AE – Em termos de liderança, como você imagina que será sua sucessão dentro da equipe?
Rogério Ceni – Na vida é assim, quando existe necessidade as pessoas aparecem, se formam novos líderes. Alguém tem de tomar a frente. Outros terão de aparecer. Já temos alguns como o Rodrigo (Caio), Lucão, que são jovens, não têm um lastro de títulos nas costas para assumir este papel, mas têm voz ativa. O (Alan) Kardec também é um cara muito profissional, tem uma consciência muito grande. Tem o Paulo Henrique Ganso também. Podem chegar outros jogadores mais rodados. Alguém terá de ocupar esse lugar.

AE – E no gol? Como o São Paulo vai buscar um sucessor para a sua posição?
Rogério Ceni – Posso falar pela experiência que eu vivi com o Zetti. Quando você tem uma oportunidade rara, quando o titular se machuca ou vai para a seleção, tem de mostrar tudo. Fui muito bem quando o Zetti não pôde jogar. Aí, quando vem uma oportunidade de ser o titular, depende da sua maturidade. O Denis, por exemplo, tem 80 jogos pelo São Paulo. O torcedor o conhece, tem uma expectativa sobre ele, sabe virtudes, deficiências, cria uma identidade. O Renan (Ribeiro) também pôde jogar sete, oito jogos agora. Os dois têm muita capacidade, tem o Leo também. Os três estão prontos. Agora, se vier um período mais fácil, com títulos, o torcedor vai abraçar. Se pegar um período mais difícil, é sempre mais complicado para encaixar.

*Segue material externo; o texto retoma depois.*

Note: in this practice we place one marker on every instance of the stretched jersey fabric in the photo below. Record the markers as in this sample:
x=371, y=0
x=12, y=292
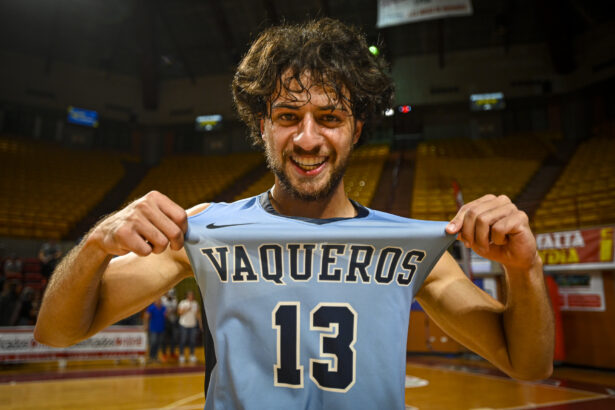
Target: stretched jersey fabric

AE – Você disse que não se via como treinador, até porque gostaria de trabalhar no São Paulo e sabe da instabilidade no cargo. O pensamento mudou?
Rogério Ceni – Tenho muita vontade de estender o meu conhecimento do gramado, da experiência que tive com todos os treinadores com os quais trabalhei, mas também tenho receio. O treinador é uma peça muito importante, mas não é o único fator que vai levar ao sucesso. Temos de ter uma simbiose de todos os envolvidos no trabalho. Mas, quem sabe, para o futuro, mais adiante, eu me arrisque nessa carreira. Por enquanto quero aprender, evoluir, adquirir o máximo de conhecimento. Agora, em outro clube, não tem como. Não dá para trabalhar em rivais. Não caberia isso dentro da história. Mas quem sabe aqui no São Paulo ou até fora do Brasil.

AE – Mas não tem intenção de continuar no São Paulo?
Rogério Ceni – Não tenho nenhum plano. Tenho compromisso até o dia 15 de dezembro. Depois disso quero descansar, pelo menos uns 45 dias. Aí, quem sabe, começar um novo ciclo de palestras. O ano de 2016 será difícil para o setor empresarial. É um nicho bacana de trabalho. Posso passar um tempo fora também, estudar futebol. Já falei com o Osorio (Juan Carlos) que quero passar uma semana acompanhando o trabalho dele na seleção mexicana. Também quero ir para os Estados Unidos para acompanhar um pouco o trabalho do Klinsmann. E ainda quero viajar à Europa para entender um pouco mais do futebol moderno. Independentemente de ser treinador no futuro, do que eu escolher, é 99% de chance de estar ligado ao esporte.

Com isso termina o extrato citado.